For his part, Lankford insists fostering so many babies wasn’t really an inconvenience because they just fell into a routine.
“Feeding, bathing and getting ’em dressed,” he said. “You’ve got to give all the credit to the foster moms. In my case, I worked during the day. [My wife was] here all day long, working with the babies.”
With two biological kids of their own, Lankford said the family went about their normal business and the babies just tagged along. There were several times, in fact, the family had three babies at one time.
Lankford did concede that made life pretty “busy.”
“We had a row of car seats in the backseat,” he remembered. “Eventually, we got a van. That made it easier to carry those three car seats.”
Overall, though, the family treasured the experience. There were, however, some very difficult times. Some of the kids they fostered, Lankford said, were born with drugs in their systems.
He said it was important to give them extra attention.
But the hardest part — no matter how many times they did it — was saying goodbye when the babies were adopted.
“Our first longterm baby, when that baby left, it was hard on all of us in the family,” Lankford said. “It hurts. I mean, you get so adjusted and then you put all yourself into taking care of that baby, and then he’s gone, or she’s gone.”

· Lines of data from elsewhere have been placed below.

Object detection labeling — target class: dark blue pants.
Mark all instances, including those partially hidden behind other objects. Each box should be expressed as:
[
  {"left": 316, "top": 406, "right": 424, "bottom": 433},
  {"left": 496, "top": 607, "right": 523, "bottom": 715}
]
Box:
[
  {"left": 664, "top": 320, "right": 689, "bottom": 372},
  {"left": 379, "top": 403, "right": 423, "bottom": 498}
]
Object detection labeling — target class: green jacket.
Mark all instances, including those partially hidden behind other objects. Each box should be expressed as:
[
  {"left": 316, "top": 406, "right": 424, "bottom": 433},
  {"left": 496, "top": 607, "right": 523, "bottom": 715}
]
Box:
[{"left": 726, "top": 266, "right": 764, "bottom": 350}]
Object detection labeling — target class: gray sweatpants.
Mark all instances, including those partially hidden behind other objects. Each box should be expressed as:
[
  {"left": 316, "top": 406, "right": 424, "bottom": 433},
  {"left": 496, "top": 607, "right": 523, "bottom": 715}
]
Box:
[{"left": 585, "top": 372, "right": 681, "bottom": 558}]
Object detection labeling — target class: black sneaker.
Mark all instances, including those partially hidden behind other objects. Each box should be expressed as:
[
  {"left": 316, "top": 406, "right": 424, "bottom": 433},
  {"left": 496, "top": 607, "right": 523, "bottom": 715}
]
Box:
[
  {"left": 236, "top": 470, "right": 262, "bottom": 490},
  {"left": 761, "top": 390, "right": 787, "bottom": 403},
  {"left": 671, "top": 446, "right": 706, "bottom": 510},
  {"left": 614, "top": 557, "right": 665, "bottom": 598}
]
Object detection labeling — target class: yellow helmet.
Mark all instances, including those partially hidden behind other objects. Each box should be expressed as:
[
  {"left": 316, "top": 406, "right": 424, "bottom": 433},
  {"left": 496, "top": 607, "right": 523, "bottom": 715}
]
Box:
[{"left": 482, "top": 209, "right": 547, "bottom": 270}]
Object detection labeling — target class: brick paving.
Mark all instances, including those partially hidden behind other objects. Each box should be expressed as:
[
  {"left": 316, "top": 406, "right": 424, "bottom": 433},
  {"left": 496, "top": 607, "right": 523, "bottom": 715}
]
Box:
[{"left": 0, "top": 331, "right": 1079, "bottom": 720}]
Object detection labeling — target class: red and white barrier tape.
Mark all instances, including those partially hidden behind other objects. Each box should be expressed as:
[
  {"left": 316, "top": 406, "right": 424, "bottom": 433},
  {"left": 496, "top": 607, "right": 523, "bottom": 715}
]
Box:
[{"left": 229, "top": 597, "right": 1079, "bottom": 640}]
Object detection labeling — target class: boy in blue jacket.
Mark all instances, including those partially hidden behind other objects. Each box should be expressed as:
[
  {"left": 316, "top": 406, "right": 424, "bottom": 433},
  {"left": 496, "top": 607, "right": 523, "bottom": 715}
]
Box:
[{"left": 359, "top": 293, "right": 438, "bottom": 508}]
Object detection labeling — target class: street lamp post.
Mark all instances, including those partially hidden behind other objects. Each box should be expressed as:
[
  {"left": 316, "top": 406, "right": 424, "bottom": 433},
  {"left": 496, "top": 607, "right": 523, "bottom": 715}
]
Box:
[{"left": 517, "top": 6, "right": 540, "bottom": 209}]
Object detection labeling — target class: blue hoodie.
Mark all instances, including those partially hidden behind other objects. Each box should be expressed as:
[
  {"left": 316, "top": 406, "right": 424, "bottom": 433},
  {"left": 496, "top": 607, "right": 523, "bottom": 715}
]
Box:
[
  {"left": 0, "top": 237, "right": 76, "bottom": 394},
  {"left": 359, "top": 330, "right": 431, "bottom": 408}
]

“It just brings you to tears,” he added.
Nevertheless, looking back over his 36-year journey with his late wife, Lankford recalled only one concern: he was afraid Leanna would have wanted to adopt every child that came into their home.
“I had this vision of driving the family around in one of these big, yellow school buses,” he joked.
Now, standing next to his massive model train — a project he’s been working on since he was 6 years old — Lankford told KUT-FM he just hopes he and his wife “made a difference.”
“We don’t know,” he continued, “but we hope we did.”